The sentiment was largely shared by goalkeeper Stefan Frei, who has now allowed more home goals in the past five games (13) than he had in any of the previous three seasons.
“The manner in which we’re winning is a bit frustrating right now,” Frei said. “I’m not really sensing a lot of control on our part if we’re realistic and honest with ourselves. We scored three, four goals again and that’s fantastic, that’s great but once we go up 2-0 can we find control of the game? At that point, at 2-0, it needs to be game over.”
The good news is that the Sounders will likely take one of the top two spots in the Western Conference if they can simply win their final two home games, regardless of what happens in their two remaining road games. The bad news is that very little of what we’ve seen in the past few months suggests they’ll make it look that easy.
Jordan Morris, so hot right now
It’s been said many places at this point, but it bears repeating that Morris’ emergence as a genuine offensive force has to be the most positive development this year. Where once we had a talented but sometimes reluctant star, we now have a player budding with confidence. It’s now at the point where we should expect him to do something amazing almost every time he touches the ball.
This is most obvious by looking at his production. He now has five goals and five assists in his past seven starts, a span of games in which he’s failed to register either a goal or an assist just once. That one game was the 2-2 tie on the road against the LA Galaxy where his effort helped produce both goals. For the year, Morris’ .77 goals+assists per 90 are the most among MLS midfielders.
But his change can also be seen in less obvious stats. For instance, Morris is now averaging 1.4 successful dribbles per game. That’s more twice what he averaged in either of his two previous full seasons. He’s also showing himself to be a more complete player, basically doubling his career averages with .9 tackles and .5 dribbles per game, while winning 1.7 aerials per match.

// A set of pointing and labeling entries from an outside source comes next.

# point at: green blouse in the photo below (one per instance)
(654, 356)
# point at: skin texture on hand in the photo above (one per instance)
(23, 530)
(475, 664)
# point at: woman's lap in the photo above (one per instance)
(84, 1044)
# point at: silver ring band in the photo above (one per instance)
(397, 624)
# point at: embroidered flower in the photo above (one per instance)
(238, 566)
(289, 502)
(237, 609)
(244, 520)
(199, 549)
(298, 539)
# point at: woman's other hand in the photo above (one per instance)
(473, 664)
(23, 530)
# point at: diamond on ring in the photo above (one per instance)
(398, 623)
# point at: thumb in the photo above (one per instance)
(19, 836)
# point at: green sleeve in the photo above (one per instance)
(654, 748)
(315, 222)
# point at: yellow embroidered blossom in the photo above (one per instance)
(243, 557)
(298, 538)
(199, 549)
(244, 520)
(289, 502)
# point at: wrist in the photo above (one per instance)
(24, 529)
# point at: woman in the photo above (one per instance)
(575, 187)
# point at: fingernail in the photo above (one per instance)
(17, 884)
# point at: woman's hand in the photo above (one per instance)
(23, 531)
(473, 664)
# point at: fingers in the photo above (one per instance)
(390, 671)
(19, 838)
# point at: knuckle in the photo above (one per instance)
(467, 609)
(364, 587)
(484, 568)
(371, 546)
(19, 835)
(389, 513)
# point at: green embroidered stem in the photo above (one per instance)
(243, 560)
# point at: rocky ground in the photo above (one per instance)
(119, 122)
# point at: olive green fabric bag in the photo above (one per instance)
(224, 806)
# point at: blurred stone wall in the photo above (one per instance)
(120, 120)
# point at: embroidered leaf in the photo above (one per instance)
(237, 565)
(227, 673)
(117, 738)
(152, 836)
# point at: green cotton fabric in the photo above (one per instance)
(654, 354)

Whatever struggles the Sounders may be having, Morris is looking like the type of player who can paper over them effectively.
Building from the back
While the Sounders may still be struggling to replace the sort of possession that Osvaldo Alonso helped facilitate, we’ve been seeing signs that they at least have a plan and a big part of that may be Xavier Arreaga. The centerback is looking more comfortable each week, and this week completed more passes than any other player (46). More than the sheer number of passes was that he was making them farther up the field, often times carrying possession near midfield.
Meanwhile, Kim Kee-hee attempted just two fewer passes, while pressing even higher into the attack. Defensively, the duo combined for four tackles, six interceptions, 10 clearances and 18 recoveries. The Sounders still have work to do in terms of shoring up their defense, but it’s looking like the problem may not be their centerbacks as much as an inability to control the game in the midfield.
The straw that stirs the drink
Of course, let’s not overlook another outstanding performance from Nicolas Lodeiro. Despite having a relatively low usage rate by his standards, Lodeiro still ended up with two goals and probably should have been given an assist on the first goal.
But the main reason we should be talking about him this week is his new goal celebration, which we can only assume was dreamed up by his son.